In the presence of significant between-studies heterogeneity, the funnel plot will incorrectly conclude bias where none exists.

"One limitation of the trim and fill method [based on the funnel plot] is it assumes that the sampling error is the key source of variation in a set of studies. This may not be the case in many studies, which are often quite heterogeneous due to both methodological and substantive differences among primary studies. A simulations study (Terrin et al., 2005) confirmed that when trim and fill is applied to heterogeneous data sets, it can adjust for publication bias when none actually exists."

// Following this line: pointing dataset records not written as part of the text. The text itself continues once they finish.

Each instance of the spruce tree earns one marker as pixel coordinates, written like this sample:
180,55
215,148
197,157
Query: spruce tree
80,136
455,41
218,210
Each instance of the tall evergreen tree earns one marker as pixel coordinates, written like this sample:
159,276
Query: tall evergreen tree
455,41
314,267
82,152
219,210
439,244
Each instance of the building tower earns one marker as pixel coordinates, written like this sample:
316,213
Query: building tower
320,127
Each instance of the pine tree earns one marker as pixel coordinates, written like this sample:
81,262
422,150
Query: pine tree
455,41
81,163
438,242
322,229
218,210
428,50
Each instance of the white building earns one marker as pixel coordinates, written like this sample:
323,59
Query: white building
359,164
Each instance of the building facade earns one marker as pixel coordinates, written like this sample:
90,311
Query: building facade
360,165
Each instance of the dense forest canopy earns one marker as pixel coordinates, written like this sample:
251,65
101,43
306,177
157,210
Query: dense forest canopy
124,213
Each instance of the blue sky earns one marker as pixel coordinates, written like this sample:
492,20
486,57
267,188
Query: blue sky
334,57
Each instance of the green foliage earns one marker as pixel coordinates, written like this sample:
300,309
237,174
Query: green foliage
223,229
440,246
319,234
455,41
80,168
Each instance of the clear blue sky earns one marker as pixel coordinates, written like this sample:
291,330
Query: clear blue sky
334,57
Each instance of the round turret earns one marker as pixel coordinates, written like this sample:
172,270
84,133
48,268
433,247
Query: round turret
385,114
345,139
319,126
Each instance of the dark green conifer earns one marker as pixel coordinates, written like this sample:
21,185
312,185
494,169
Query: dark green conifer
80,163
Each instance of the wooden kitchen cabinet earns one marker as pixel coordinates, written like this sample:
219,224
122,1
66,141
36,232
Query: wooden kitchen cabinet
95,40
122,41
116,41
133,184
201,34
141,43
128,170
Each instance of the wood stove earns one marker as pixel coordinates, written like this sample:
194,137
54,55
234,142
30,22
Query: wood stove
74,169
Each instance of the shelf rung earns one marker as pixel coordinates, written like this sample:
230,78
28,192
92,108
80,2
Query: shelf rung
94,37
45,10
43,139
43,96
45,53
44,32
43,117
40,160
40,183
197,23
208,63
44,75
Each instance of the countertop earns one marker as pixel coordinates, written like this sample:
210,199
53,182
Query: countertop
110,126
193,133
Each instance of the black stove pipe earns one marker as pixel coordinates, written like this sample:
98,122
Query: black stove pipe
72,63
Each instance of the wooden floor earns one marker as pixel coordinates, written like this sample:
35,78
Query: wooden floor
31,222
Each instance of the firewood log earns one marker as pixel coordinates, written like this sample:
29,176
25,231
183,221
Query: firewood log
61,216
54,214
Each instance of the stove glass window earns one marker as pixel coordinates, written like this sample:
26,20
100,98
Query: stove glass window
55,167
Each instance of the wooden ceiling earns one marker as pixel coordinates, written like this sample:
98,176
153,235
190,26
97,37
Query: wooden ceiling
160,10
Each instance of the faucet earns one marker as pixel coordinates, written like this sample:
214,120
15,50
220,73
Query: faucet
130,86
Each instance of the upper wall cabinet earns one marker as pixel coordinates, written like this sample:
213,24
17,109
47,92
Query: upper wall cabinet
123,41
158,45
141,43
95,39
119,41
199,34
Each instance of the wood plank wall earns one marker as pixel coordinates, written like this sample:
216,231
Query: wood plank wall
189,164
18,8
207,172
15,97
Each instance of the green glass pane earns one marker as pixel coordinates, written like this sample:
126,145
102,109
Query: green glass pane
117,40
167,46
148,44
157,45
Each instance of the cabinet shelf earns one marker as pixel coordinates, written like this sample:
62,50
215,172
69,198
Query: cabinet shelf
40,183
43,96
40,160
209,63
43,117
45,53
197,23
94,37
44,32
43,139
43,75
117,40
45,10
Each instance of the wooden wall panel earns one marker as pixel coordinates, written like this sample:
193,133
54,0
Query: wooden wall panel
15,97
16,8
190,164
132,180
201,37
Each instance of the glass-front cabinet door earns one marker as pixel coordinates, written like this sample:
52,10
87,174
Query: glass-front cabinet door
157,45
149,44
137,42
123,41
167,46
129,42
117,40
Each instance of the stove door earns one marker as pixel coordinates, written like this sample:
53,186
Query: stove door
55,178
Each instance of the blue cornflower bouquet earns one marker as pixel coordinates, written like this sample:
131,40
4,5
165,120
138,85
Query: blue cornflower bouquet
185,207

http://thescipub.com/html/10.3844/ajassp.2012.1512.1517
 
Johaan, I wanted to know something, concerning the issue with Kennedy and the 40% hit rate of selected participants (meditators, artists, and all that ). I recall an old thread done in the other forum ( the mind-body forum ) where you, Ersby, Maarat ( or something like that ) analyzed some studies that weren't included in Storm et al (2010) because apparently he didn't knew about them. In that thread, you guys showed that the non-included studies seem to have the inverse situation: selected participants doing worse than unselected participants and that this trend was pervasive back until the 70s.

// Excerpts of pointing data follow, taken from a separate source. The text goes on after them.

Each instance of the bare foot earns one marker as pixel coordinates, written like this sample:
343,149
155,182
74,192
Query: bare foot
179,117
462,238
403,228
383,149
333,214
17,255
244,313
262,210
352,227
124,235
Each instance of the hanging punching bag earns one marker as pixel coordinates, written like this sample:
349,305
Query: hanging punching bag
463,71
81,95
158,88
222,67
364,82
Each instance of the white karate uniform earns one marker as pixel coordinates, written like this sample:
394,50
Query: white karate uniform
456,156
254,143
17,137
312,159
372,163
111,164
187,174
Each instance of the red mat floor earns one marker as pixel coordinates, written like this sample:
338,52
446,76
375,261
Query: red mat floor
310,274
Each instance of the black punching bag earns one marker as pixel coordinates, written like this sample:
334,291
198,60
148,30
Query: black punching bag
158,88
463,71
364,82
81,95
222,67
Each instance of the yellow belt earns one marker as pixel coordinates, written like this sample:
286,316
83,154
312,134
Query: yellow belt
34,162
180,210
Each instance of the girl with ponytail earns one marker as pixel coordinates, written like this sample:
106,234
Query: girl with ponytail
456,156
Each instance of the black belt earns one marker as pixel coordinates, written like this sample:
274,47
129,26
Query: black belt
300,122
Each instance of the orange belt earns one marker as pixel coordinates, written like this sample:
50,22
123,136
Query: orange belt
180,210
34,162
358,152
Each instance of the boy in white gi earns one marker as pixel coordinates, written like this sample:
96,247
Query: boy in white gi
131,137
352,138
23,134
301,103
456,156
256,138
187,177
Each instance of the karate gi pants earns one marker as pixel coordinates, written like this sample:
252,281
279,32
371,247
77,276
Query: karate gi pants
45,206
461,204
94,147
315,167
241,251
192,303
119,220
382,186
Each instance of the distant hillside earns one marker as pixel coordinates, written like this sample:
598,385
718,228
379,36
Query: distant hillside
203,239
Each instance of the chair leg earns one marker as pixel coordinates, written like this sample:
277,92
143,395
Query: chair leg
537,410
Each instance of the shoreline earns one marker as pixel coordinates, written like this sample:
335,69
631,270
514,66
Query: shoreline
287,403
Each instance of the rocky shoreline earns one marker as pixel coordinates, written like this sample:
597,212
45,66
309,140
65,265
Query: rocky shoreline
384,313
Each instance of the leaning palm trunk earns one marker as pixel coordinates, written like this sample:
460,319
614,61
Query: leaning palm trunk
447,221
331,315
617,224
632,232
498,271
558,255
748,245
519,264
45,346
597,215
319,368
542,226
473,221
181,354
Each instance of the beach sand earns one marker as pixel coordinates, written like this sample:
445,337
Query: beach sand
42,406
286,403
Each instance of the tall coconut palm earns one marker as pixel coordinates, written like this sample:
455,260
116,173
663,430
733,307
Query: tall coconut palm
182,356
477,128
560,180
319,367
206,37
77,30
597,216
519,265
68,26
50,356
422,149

Now, you then put this studies inside the Storm et al study, and although it didn't eliminated the statistical significance of it, it did reduced the 40% of the selected participants to something like 37%, a 3% drop. ¿How much does this affect the power size of the studies, if the alledged true hit rate by selected participants it's 37% and not 40%?

Ersby found about four studies that hadn't been included in Storm et al, which used selected participants. I say "about" because IMO Wiseman's public demonstration with a sample size of ten ordinarily wouldn't be considered a real ganzfeld study, nor the Bierman series with 7 trials, and the Howard & Delgado (2005) study was actually just one excluded experiment, but with a sample size of 50. I don't actually think Howard & Delgado used selected subjects according to the definition of Storm et al; they just retested some participants that had scored a hit in their last session (at least 25% of which were just lucky). Ersby said they fulfill the condition of "prior psi testing", but I noted that this is not how Honorton had used that definition (Storm et al didn't explain what it meant). In any case, I'm willing to bet that none of the 14 studies in the Storm et al database used that criterion as their sole selectedness trait, largely because I don't imagine there's anything very special about people who happen to score one ganzfeld hit.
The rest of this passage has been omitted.